Why Orchestras Don’t Remember Their Music
You will see musicians moving around the stage and playing completely from memory at any rock concert. They don’t have music stands to hold printed music. You will find the exact opposite at a symphony orchestra performance. Why is this? But why is it that rockers can remember the music while orchestra members don’t?
It’s actually much simpler than it seems. This is not because classically-trained musicians are lazy. Their music isn’t too difficult to remember. This is due to the fact that many symphony orchestras perform hundreds of pieces each year. A typical rock band will put together a few dozen songs and play them over the course of a year.
A Matter Of Volume
Stephen Johnson, BBC Music Magazine’s Stephen Johnson, says that seeing an orchestra play from memory is not something we are used to seeing. These orchestras are rare and far between. This is true both historically and today. Orchestras have always had sheet music to view.

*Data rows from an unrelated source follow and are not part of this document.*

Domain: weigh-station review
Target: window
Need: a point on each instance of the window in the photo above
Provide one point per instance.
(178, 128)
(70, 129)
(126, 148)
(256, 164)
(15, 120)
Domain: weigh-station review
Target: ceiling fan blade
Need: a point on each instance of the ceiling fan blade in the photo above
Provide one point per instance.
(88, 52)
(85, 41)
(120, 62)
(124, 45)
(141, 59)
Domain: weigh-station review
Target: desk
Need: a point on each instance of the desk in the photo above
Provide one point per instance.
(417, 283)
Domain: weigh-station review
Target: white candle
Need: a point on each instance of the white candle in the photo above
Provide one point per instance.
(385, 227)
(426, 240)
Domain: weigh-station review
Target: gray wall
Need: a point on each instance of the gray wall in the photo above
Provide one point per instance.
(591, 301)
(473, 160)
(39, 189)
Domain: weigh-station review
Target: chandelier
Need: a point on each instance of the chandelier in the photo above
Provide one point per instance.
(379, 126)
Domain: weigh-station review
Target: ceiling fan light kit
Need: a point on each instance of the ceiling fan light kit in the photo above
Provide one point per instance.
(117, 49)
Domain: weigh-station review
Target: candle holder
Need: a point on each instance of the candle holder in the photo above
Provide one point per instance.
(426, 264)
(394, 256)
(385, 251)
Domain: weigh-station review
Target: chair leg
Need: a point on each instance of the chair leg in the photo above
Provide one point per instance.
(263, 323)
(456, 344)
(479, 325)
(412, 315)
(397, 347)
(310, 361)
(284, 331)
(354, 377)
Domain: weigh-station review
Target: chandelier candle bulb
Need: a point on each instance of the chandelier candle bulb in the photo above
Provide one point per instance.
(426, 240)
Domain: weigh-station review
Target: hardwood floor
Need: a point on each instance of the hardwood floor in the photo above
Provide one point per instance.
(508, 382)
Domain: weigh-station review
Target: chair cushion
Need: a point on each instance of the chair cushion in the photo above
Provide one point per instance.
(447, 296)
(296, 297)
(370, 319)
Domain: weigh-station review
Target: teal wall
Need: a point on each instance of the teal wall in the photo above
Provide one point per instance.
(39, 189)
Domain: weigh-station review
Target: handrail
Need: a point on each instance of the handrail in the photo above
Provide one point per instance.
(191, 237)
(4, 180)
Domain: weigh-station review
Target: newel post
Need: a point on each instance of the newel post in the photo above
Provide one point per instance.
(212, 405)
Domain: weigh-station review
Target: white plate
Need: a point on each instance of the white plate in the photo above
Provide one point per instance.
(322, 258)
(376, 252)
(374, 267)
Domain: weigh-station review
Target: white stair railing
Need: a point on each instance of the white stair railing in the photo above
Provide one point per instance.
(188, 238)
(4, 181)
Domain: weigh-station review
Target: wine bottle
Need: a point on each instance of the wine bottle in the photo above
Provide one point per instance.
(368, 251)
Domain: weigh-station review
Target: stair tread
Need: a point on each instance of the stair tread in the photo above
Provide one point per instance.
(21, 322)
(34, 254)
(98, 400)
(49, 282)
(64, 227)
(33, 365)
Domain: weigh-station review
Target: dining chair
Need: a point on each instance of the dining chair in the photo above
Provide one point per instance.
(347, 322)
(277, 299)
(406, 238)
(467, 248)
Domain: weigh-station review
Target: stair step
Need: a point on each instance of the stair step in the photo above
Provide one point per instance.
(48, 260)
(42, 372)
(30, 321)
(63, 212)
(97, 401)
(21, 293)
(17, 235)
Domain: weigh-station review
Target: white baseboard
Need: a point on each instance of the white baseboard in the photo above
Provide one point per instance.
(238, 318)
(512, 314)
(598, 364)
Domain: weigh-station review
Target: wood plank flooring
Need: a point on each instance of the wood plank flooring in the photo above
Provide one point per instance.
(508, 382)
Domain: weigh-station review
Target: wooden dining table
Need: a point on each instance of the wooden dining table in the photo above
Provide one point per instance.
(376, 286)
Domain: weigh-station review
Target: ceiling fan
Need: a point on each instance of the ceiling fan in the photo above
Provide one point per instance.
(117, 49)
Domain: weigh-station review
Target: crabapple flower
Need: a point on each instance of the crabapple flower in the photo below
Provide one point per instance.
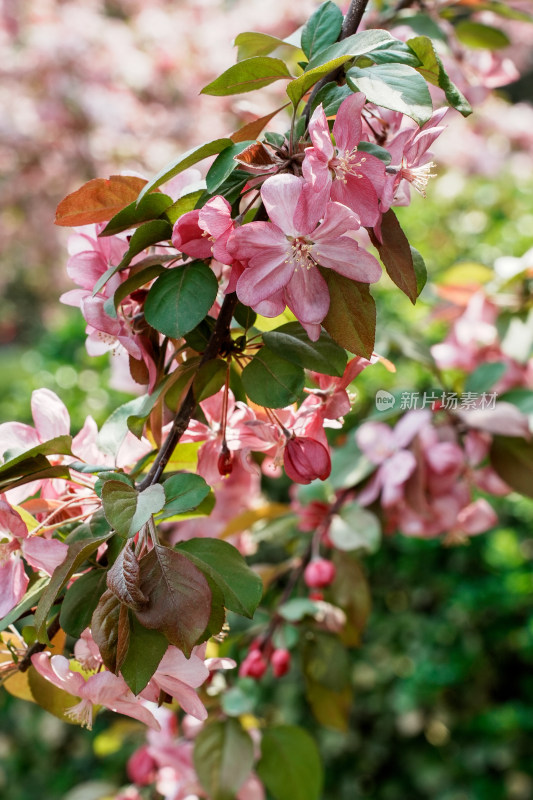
(388, 449)
(341, 172)
(305, 459)
(102, 688)
(319, 573)
(179, 677)
(204, 232)
(283, 255)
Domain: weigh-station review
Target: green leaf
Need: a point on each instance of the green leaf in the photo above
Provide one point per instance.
(179, 604)
(150, 207)
(30, 599)
(355, 528)
(512, 459)
(432, 70)
(146, 648)
(375, 150)
(241, 698)
(290, 765)
(476, 34)
(187, 202)
(183, 162)
(126, 509)
(183, 492)
(209, 378)
(242, 587)
(223, 166)
(292, 343)
(252, 43)
(272, 381)
(395, 86)
(60, 445)
(223, 758)
(97, 526)
(244, 316)
(150, 233)
(321, 29)
(80, 601)
(351, 319)
(396, 255)
(485, 376)
(248, 75)
(78, 553)
(298, 87)
(353, 46)
(116, 427)
(331, 96)
(395, 52)
(135, 281)
(180, 298)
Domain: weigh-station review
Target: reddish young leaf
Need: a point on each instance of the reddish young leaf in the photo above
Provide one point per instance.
(98, 200)
(108, 632)
(179, 602)
(396, 255)
(253, 129)
(351, 319)
(123, 579)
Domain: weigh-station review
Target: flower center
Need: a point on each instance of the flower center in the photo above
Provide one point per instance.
(82, 712)
(299, 253)
(418, 176)
(347, 163)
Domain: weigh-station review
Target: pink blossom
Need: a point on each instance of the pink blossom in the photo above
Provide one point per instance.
(410, 160)
(179, 677)
(319, 573)
(102, 688)
(40, 553)
(341, 172)
(283, 255)
(388, 448)
(204, 232)
(305, 460)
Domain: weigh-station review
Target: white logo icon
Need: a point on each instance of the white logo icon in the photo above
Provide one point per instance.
(384, 400)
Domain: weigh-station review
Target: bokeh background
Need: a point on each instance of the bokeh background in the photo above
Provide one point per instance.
(444, 675)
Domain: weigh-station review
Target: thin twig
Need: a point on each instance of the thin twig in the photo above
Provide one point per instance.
(352, 20)
(38, 647)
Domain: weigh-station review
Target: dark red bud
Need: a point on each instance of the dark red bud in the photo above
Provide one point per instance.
(319, 573)
(281, 662)
(253, 666)
(305, 459)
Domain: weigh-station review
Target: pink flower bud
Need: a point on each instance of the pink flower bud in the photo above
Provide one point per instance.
(253, 666)
(225, 461)
(306, 459)
(142, 767)
(281, 662)
(319, 573)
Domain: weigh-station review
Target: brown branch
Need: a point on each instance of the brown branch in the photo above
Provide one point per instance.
(352, 20)
(38, 647)
(217, 342)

It really is a matter volume. The majority of classical pieces are already sufficiently complex. A piece of seven to eight pages in length is a lot of notes. Imagine playing in a local symphony with ten programs each season. You could end up with a hundred pieces if each program demands ten. This is a lot to remember.
Studio musicians don’t often remember their music. New York-based Supreme Tracks claims that its orchestral pieces are created on a one-off basis. It’s impossible for musicians to remember studio music due to the volume and speed at which it has to be recorded.
Conductors and Arrangements
The conductor is another thing you should consider. Conductors may have different interpretations of the pieces. An orchestra might have to perform the same piece five times to please five guest conductors. This does not include arrangements. Even the most well-known pieces are tailored to suit conductors. A musician can be confused by the smallest details of a new arrangement if they have previously learned a piece in a different way.
It is strange that only a few classical musicians actually remember the music. Soloists, for example, tend to remember the music. Vocalists and pianists are also susceptible to this. It’s not known why. They are proof that classical music can be learned. For a local symphony, which rehearses and performs so many pieces, it’s not feasible.
What are the Benefits of Memorizing?
Even though many orchestras don’t know the music well, there are still benefits. One of those benefits is the opportunity to interact more with the audience. You won’t be glued to a piece on paper if you are familiar with your music. You can look at the audience. You can learn from their reactions and responses.
You also have more freedom of movement. Orchestras don’t necessarily need this, but having a music stand right in front of you allows you to move freely. Imagine the Rolling Stones playing with music in front of their faces. Mick Jagger’s famed stage struts wouldn’t happen. health
Although the local orchestra might be able to memorize their music, and some do, it is difficult because of the sheer volume of music.